From mboxrd@z Thu Jan  1 00:00:00 1970
Return-Path: <stable-owner@vger.kernel.org>
Received: from mail-wm0-f44.google.com ([74.125.82.44]:36926 "EHLO
	mail-wm0-f44.google.com" rhost-flags-OK-OK-OK-OK) by vger.kernel.org
	with ESMTP id S1753144AbcADScy (ORCPT
	<rfc822;stable@vger.kernel.org>); Mon, 4 Jan 2016 13:32:54 -0500
Received: by mail-wm0-f44.google.com with SMTP id f206so226549769wmf.0
        for <stable@vger.kernel.org>; Mon, 04 Jan 2016 10:32:52 -0800 (PST)
Subject: Re: [PATCH] ipc/sem.c: Fix complex_count vs. simple op race
To: Davidlohr Bueso <dave@stgolabs.net>
References: <1451736291-8115-1-git-send-email-manfred@colorfullife.com>
 <20160104130231.GA3013@linux-uzut.site>
Cc: Andrew Morton <akpm@linux-foundation.org>,
	LKML <linux-kernel@vger.kernel.org>, 1vier1@web.de,
	Ingo Molnar <mingo@redhat.com>,
	felixh@informatik.uni-bremen.de, stable@vger.kernel.org
From: Manfred Spraul <manfred@colorfullife.com>
Message-ID: <568ABAD2.4060707@colorfullife.com>
Date: Mon, 4 Jan 2016 19:32:50 +0100
MIME-Version: 1.0
In-Reply-To: <20160104130231.GA3013@linux-uzut.site>
Content-Type: multipart/mixed;
 boundary="------------080502020409050003040901"
Sender: stable-owner@vger.kernel.org
List-ID: <stable.vger.kernel.org>

This is a multi-part message in MIME format.
--------------080502020409050003040901
Content-Type: text/plain; charset=windows-1252; format=flowed
Content-Transfer-Encoding: 7bit

On 01/04/2016 02:02 PM, Davidlohr Bueso wrote:
> On Sat, 02 Jan 2016, Manfred Spraul wrote:
>
>> Commit 6d07b68ce16a ("ipc/sem.c: optimize sem_lock()") introduced a 
>> race:
>>
>> sem_lock has a fast path that allows parallel simple operations.
>> There are two reasons why a simple operation cannot run in parallel:
>> - a non-simple operations is ongoing (sma->sem_perm.lock held)
>> - a complex operation is sleeping (sma->complex_count != 0)
>>
>> As both facts are stored independently, a thread can bypass the current
>> checks by sleeping in the right positions.
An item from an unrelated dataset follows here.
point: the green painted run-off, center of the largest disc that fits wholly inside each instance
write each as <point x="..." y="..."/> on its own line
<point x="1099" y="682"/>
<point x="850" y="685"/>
See below for more details
>> (or kernel bugzilla 105651).
>>
>> The patch fixes that by creating one variable (complex_mode)
>> that tracks both reasons why parallel operations are not possible.
>>
>> The patch also updates stale documentation regarding the locking.
>>
>> With regards to stable kernels:
>> The patch is required for all kernels that include the commit 
>> 6d07b68ce16a
>> ("ipc/sem.c: optimize sem_lock()") (3.10?)
>>
>> The alternative is to revert the patch that introduced the race.
>
> I am just now catching up with this, but a quick thought is that we 
> probably
> want to keep 6d07b68ce16a as waiting on unlocking all sem->lock should be
> much worse for performance than keeping track of the complex 'mode'.
Keeping track is simple - and the fast path gets simpler compared to 
ncurrent code.
> Specially
> if we have a large array.
Yes, I would prefer my patch as a backport.
But if someone has objections, then a revert would be an alternative.

>
> Also, any idea what workload exposed this race? Anyway, will take a 
> closer look
> at the patch/issue.
It was found by a theoretical review:
The sem_lock code was used as an exercise at University Bremen.

--
     Manfred
P.S.: If we replace the "bool" with an "int", we could even introduce a 
hysteresis, to further reduce the amount of array scans.

--------------080502020409050003040901
Content-Type: text/x-patch;
 name="0001-ipc-sem-sem_lock-with-hysteresis.patch"
Content-Transfer-Encoding: 7bit
Content-Disposition: attachment;
 filename="0001-ipc-sem-sem_lock-with-hysteresis.patch"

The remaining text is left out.